The Caprini score might need to be modified for our study population due to its poor predictive performance. All patients in this study scored ≥ 5 on the Caprini scale, and were defined as having high risk of DVT, which means that all the patients should receive pharmacological thromboprophylaxis. Well-developed guidelines are available in the West, while routine pharmacological thromboprophylaxis in Asia is more controversial.53 Compared to the Western population, the Asian population has a significant lower incidence of VTE, even among subjects who live in the same region,54 and physical prophylaxis can be an effective and safe method for VTE prevention, which is preferred by Asian physicians in clinical practice.3,55 Accordingly, physical prophylaxis rather than chemoprophylaxis was adopted in our center, and the incidence of DVT was 18.6%, although most thrombus cases presented in the calf veins. However, a published study suggested that the rate of distal DVT spreading to the popliteal vein or higher veins was 17.0%, with up to 5.8% leading to PE if no intervention was performed.6 What’s more, anticoagulation rather than surveillance was recommended for high-risk patients with distal DVT.25,56 In our study, all the DVT patients had more than one high risk factor (active cancer, inpatient status, etc.) that supported anticoagulation. In conclusion, there are currently no suitable tools to evaluate the risk of DVT after LH to guide individualized treatment in HCC patients. Here, we developed the TRN, which exhibited good performance in predicting the risk of DVT after LH in HCC patients. Furthermore, the decision curve showed that TRN had a better clinical application value than the Caprini score in the study population. Hence, by allowing an accurate evaluation of DVT risk, the TRN might be helpful in guiding the individual treatment with pharmacological thromboprophylaxis in clinical practice.
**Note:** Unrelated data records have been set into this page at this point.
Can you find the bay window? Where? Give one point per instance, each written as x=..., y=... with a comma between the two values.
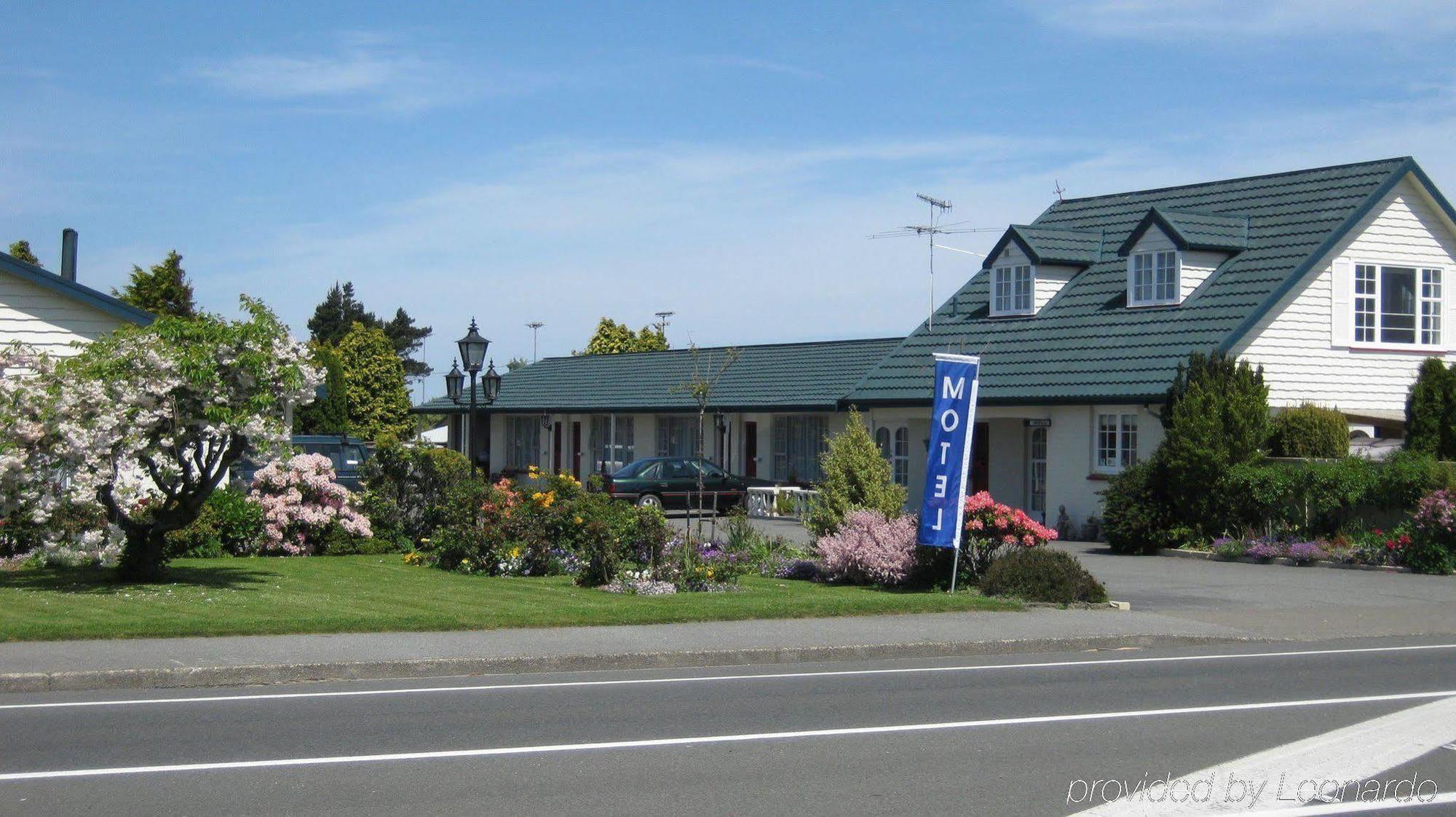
x=1398, y=305
x=1152, y=279
x=678, y=438
x=1115, y=442
x=1011, y=291
x=523, y=442
x=614, y=442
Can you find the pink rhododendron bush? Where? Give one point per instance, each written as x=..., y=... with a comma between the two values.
x=870, y=550
x=143, y=425
x=304, y=508
x=992, y=528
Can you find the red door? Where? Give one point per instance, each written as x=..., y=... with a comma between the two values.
x=751, y=449
x=576, y=451
x=981, y=459
x=557, y=449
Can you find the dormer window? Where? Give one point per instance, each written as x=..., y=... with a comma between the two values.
x=1013, y=289
x=1152, y=279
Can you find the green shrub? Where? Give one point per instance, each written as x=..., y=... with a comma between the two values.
x=1310, y=432
x=229, y=525
x=1039, y=575
x=1215, y=417
x=855, y=477
x=410, y=492
x=1431, y=410
x=1136, y=518
x=1407, y=477
x=601, y=556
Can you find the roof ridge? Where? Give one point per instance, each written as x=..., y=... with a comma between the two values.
x=1230, y=180
x=736, y=347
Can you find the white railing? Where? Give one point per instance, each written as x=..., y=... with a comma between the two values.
x=767, y=502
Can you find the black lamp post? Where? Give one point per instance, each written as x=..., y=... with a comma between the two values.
x=472, y=353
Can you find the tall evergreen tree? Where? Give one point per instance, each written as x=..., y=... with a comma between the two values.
x=161, y=291
x=408, y=342
x=21, y=251
x=617, y=339
x=375, y=384
x=339, y=314
x=1431, y=408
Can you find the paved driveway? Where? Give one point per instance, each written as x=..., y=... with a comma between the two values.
x=1276, y=601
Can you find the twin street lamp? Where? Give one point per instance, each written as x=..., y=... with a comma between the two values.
x=472, y=353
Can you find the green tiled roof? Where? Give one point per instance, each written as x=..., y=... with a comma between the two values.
x=1193, y=231
x=1087, y=346
x=774, y=376
x=1043, y=245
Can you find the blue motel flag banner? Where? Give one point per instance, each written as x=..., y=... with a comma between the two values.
x=949, y=461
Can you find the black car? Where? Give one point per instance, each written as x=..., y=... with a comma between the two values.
x=672, y=483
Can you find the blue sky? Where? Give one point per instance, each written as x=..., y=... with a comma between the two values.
x=563, y=162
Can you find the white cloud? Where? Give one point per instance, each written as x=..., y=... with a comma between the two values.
x=1257, y=18
x=362, y=68
x=758, y=65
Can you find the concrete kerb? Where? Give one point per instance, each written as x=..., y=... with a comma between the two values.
x=175, y=678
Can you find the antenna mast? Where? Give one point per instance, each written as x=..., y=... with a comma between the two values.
x=534, y=327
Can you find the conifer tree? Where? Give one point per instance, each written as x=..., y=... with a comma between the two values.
x=161, y=291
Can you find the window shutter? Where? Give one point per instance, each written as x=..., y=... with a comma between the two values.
x=1342, y=302
x=1448, y=311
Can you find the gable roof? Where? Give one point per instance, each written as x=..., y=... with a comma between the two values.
x=1042, y=245
x=1088, y=347
x=809, y=376
x=75, y=292
x=1193, y=231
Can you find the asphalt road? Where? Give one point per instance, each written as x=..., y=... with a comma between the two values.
x=991, y=736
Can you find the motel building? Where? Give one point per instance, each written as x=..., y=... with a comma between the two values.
x=1332, y=279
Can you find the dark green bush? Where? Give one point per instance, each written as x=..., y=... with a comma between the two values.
x=1310, y=432
x=1215, y=417
x=1431, y=411
x=1136, y=516
x=1407, y=477
x=1039, y=575
x=857, y=475
x=601, y=556
x=229, y=525
x=410, y=492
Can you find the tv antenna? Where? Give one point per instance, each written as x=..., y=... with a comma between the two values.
x=938, y=209
x=535, y=327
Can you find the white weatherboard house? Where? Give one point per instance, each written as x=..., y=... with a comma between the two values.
x=50, y=312
x=1333, y=279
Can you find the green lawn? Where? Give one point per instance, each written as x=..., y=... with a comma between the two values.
x=381, y=593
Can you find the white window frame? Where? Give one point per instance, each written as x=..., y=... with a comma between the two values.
x=1014, y=289
x=1123, y=451
x=1157, y=264
x=1368, y=318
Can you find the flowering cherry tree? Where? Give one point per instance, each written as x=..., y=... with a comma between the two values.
x=302, y=503
x=146, y=422
x=992, y=526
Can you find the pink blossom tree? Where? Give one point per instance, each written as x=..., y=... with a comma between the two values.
x=302, y=503
x=870, y=550
x=145, y=423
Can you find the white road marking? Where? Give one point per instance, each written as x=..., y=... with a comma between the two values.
x=654, y=743
x=1276, y=780
x=1356, y=808
x=733, y=678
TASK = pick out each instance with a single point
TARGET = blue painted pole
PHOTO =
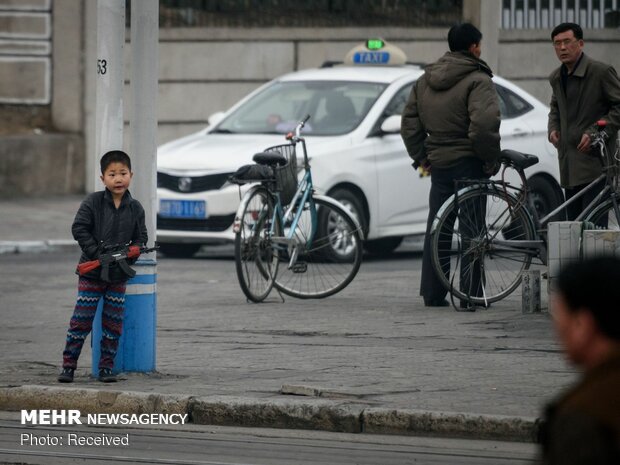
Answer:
(137, 346)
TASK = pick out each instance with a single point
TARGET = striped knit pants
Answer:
(89, 294)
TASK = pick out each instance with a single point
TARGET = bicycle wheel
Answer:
(255, 260)
(328, 245)
(475, 244)
(604, 216)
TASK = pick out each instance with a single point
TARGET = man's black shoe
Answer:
(66, 375)
(106, 376)
(436, 303)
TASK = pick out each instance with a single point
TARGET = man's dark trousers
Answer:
(442, 187)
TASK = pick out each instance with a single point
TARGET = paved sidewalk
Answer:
(372, 346)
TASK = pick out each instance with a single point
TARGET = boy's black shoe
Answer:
(436, 303)
(106, 376)
(66, 375)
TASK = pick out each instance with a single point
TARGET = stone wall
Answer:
(41, 165)
(527, 56)
(25, 50)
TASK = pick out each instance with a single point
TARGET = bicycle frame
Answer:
(538, 247)
(304, 194)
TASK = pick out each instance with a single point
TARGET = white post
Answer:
(110, 80)
(143, 124)
(140, 322)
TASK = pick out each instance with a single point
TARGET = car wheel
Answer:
(179, 250)
(353, 204)
(384, 246)
(544, 197)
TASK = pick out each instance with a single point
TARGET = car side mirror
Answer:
(391, 125)
(215, 118)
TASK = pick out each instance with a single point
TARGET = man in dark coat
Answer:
(584, 91)
(583, 425)
(450, 127)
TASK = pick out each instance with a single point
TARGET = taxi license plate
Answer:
(183, 209)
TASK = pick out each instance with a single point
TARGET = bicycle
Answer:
(286, 235)
(488, 233)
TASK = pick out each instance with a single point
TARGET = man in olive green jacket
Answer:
(450, 127)
(584, 91)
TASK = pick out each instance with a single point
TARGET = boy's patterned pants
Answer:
(89, 294)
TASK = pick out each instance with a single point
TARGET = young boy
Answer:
(105, 218)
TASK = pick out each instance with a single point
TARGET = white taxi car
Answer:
(356, 152)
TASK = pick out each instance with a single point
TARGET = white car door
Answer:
(403, 195)
(515, 132)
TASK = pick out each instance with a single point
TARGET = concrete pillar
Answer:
(109, 67)
(530, 295)
(564, 247)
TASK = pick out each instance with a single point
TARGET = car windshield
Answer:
(335, 107)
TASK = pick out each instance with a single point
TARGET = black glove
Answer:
(491, 168)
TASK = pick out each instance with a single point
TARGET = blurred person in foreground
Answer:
(582, 426)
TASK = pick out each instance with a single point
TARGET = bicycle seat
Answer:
(269, 158)
(518, 159)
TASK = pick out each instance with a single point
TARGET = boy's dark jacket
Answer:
(99, 223)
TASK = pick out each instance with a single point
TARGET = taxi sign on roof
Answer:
(376, 52)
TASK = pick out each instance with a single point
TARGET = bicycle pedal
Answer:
(299, 267)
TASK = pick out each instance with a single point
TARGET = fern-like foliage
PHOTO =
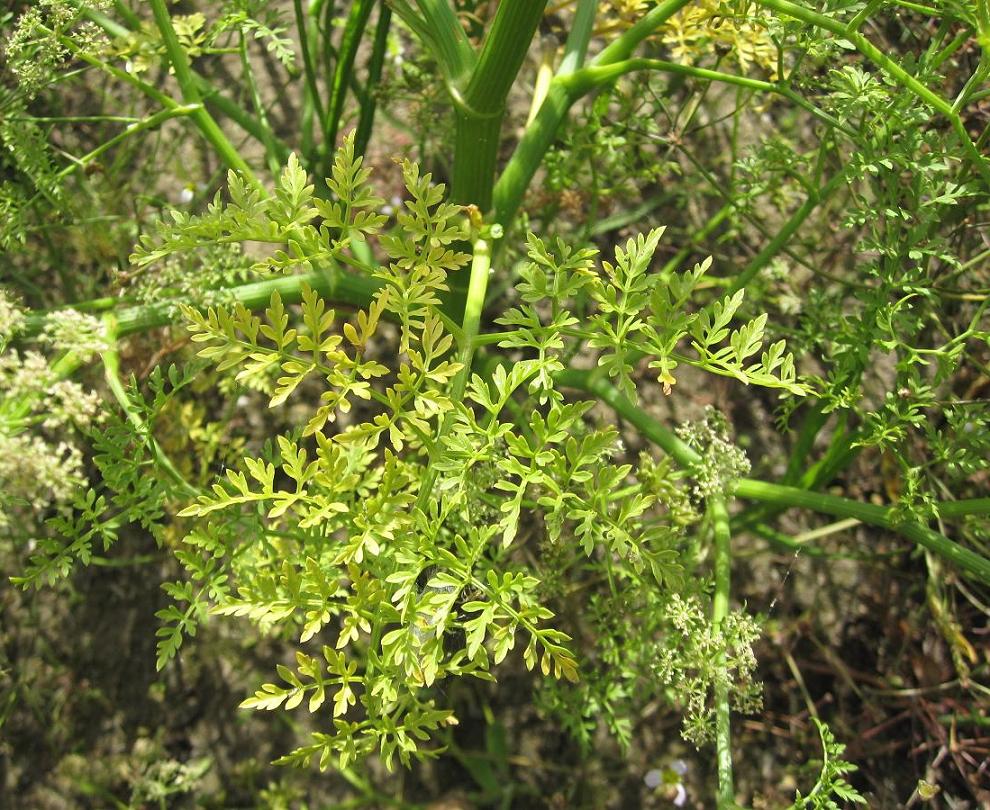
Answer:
(832, 791)
(393, 540)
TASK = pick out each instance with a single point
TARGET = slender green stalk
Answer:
(892, 69)
(720, 610)
(134, 128)
(271, 151)
(783, 236)
(357, 20)
(481, 264)
(111, 366)
(375, 63)
(345, 288)
(213, 98)
(209, 128)
(585, 80)
(309, 69)
(540, 135)
(480, 108)
(968, 561)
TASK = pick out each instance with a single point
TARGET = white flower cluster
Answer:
(73, 331)
(40, 464)
(722, 462)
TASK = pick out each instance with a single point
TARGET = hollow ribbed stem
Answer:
(480, 107)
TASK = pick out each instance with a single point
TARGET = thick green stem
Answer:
(720, 610)
(480, 107)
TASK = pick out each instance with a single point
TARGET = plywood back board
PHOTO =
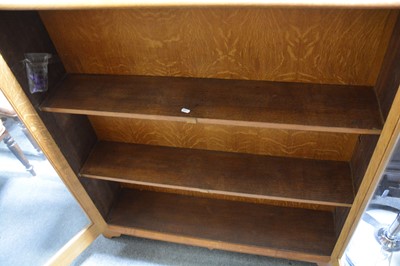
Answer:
(276, 142)
(300, 45)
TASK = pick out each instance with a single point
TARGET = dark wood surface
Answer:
(254, 140)
(389, 78)
(361, 157)
(352, 109)
(331, 46)
(236, 174)
(292, 229)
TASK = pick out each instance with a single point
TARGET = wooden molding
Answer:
(380, 158)
(75, 246)
(28, 115)
(79, 4)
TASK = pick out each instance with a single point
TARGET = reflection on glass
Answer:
(376, 241)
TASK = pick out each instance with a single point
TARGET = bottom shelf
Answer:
(299, 234)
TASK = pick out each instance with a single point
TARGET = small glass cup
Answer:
(36, 71)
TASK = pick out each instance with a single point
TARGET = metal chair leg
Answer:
(16, 150)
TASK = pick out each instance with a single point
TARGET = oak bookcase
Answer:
(284, 109)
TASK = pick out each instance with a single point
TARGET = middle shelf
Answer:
(224, 173)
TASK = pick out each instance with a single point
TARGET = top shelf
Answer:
(298, 106)
(79, 4)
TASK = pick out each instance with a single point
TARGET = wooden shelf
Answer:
(316, 107)
(223, 173)
(245, 227)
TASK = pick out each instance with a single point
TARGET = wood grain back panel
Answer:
(389, 79)
(280, 203)
(276, 142)
(329, 46)
(288, 105)
(289, 229)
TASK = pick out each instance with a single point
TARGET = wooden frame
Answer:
(379, 160)
(28, 115)
(79, 4)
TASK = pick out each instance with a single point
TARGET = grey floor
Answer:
(38, 216)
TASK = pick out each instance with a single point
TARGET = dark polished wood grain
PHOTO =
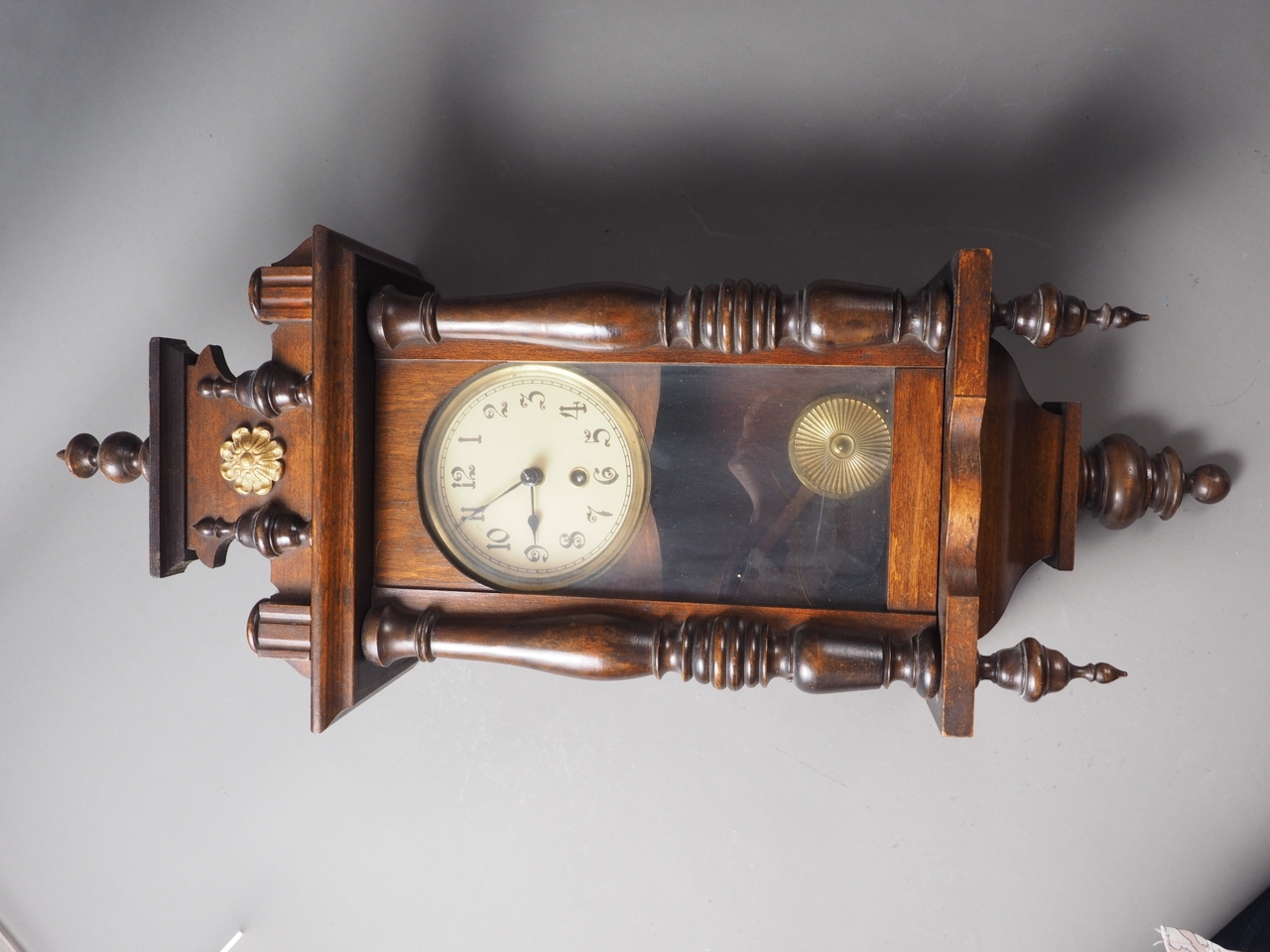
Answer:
(965, 393)
(1047, 313)
(726, 652)
(984, 483)
(271, 389)
(913, 563)
(1033, 670)
(1120, 481)
(734, 317)
(271, 531)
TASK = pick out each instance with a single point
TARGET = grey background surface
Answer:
(159, 788)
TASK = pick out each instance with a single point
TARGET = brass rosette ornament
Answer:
(252, 461)
(839, 445)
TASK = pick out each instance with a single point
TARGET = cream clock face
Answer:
(534, 476)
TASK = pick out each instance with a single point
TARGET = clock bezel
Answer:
(430, 451)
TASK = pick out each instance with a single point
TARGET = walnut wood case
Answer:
(312, 460)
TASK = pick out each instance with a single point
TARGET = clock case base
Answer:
(985, 483)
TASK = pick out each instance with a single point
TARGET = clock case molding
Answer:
(984, 483)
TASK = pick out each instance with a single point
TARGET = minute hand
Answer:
(532, 476)
(477, 511)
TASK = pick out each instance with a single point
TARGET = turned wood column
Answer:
(733, 317)
(724, 652)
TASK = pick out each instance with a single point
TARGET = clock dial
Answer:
(534, 476)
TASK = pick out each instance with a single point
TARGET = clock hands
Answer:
(532, 476)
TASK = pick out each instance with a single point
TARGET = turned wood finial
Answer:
(271, 531)
(1033, 670)
(121, 456)
(1119, 481)
(271, 389)
(1047, 313)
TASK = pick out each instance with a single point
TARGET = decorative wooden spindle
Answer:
(271, 389)
(725, 652)
(1120, 481)
(121, 456)
(270, 530)
(281, 294)
(1033, 670)
(1047, 313)
(733, 317)
(278, 630)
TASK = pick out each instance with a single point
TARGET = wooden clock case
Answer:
(983, 484)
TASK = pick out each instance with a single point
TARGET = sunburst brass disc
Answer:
(839, 445)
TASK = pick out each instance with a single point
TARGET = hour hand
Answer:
(532, 476)
(534, 508)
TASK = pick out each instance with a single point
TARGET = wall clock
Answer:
(838, 486)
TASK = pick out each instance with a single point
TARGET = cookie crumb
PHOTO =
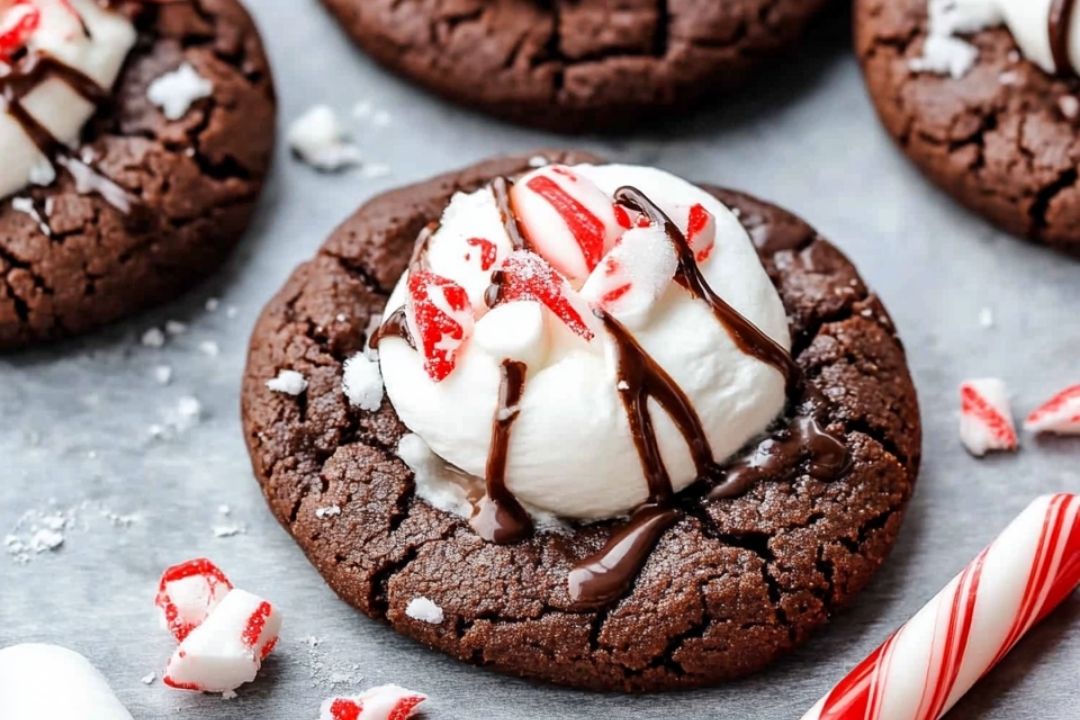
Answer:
(424, 610)
(316, 138)
(288, 382)
(362, 382)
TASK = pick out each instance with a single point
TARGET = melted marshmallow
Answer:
(571, 452)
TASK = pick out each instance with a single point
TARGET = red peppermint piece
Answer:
(526, 275)
(16, 26)
(187, 593)
(442, 316)
(488, 252)
(985, 417)
(1060, 415)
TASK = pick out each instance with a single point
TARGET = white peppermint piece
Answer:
(228, 649)
(288, 382)
(318, 138)
(362, 382)
(986, 419)
(176, 92)
(48, 682)
(424, 610)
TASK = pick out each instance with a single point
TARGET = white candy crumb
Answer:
(163, 375)
(175, 92)
(316, 137)
(362, 382)
(424, 610)
(176, 327)
(288, 382)
(153, 338)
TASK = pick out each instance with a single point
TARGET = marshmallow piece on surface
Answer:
(382, 703)
(568, 220)
(228, 649)
(1060, 415)
(48, 682)
(187, 593)
(634, 274)
(986, 420)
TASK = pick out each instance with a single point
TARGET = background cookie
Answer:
(76, 261)
(732, 586)
(1000, 138)
(575, 65)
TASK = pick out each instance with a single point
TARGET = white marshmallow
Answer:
(228, 649)
(46, 682)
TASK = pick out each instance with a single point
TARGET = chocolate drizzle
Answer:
(18, 80)
(1061, 25)
(747, 337)
(499, 517)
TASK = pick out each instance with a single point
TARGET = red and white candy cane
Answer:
(956, 638)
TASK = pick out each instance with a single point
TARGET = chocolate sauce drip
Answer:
(642, 379)
(17, 81)
(826, 458)
(606, 575)
(746, 336)
(499, 517)
(394, 326)
(500, 188)
(1061, 25)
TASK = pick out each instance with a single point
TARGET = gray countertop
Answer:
(88, 431)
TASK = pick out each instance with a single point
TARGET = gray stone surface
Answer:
(76, 419)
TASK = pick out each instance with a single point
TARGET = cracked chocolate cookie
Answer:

Finally, there are also a number of limitations to this study. Firstly, this is a retrospective study containing a small sample of 355 HCC patients from a single center, and the predictive performance of TRN needs to be further validated in other centers. Additionally, there was no clear evidence which patients would benefit from the lower extremity color Doppler flow imaging examination, and not all the patients routinely received lower extremity color Doppler flow imaging examination after surgery (Figure 1). As a result, we might have missed some asymptomatic DVT patients. Additionally, no DVT screening was performed before surgery, which might have affected the accuracy of postoperative DVT incidence. In addition, although the lower extremity color Doppler flow imaging examination is recommended as the preferred method for clinically suspected DVT, its accuracy is reduced in the diagnosis of intramuscular venous thrombosis.57 Finally, the effects of physical thromboprophylaxis, including intermittent pneumatic compression and early mobilization performed in all patients after surgery, were not explored in the present study.

Conclusions

The TRN consisting of five independent risk factors could accurately predict the risk of DVT following LH in HCC patients, and thus can help guide individualized pharmacological thromboprophylaxis during the perioperative period of LH.